Diagnostic Load Testing
Bridge Load Testing-Diagnostic Load Tests can be used to evaluate specific response characteristics of the bridge such as lateral load distribution and secondary stiffening effects and to validate the load rating analytical models.
Diagnostic load testing usually involves installation of a variety of sensors, including:
strain gauges, acceleration sensors, displacement sensors and highly sensitive rotation devices.
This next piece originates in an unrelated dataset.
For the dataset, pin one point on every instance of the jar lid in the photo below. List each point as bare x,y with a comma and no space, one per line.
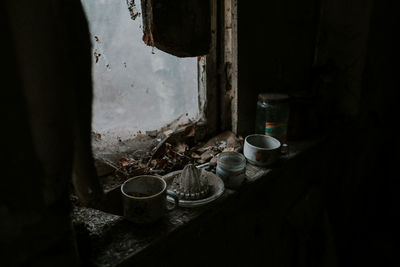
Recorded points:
273,97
Sensors are normally installed on structural components. The test is generally performed with controlled load situations. Applied loads are typically limited to legal load levels or load levels that are known to be safe for a particular structure (historical data).
The main goal of the diagnostic load testing of bridges is to identify structural response (deformations, strains, etc.) for a given load condition. The measured responses are compared with those that are derived from the analysis of the theoretical models, for the same loading condition. Head to head comparison is then used as the basis for validating the theoretical model and defining how accurately the model simulates actual load paths [Santini Bell et al, 2013; Shahsavari et al, 2019].
The field portion of diagnostic load tests can be executed with low-cost because they can be done quickly and with minimal impact on traffic. The load testing vehicle is typically a legally loaded dump-truck and the instrumentation is installed in temporary fashion which can usually be installed in a day with a small crew. Actual tests are conducted with brief road closures or moving blockades to minimize conflicts with the traveling public.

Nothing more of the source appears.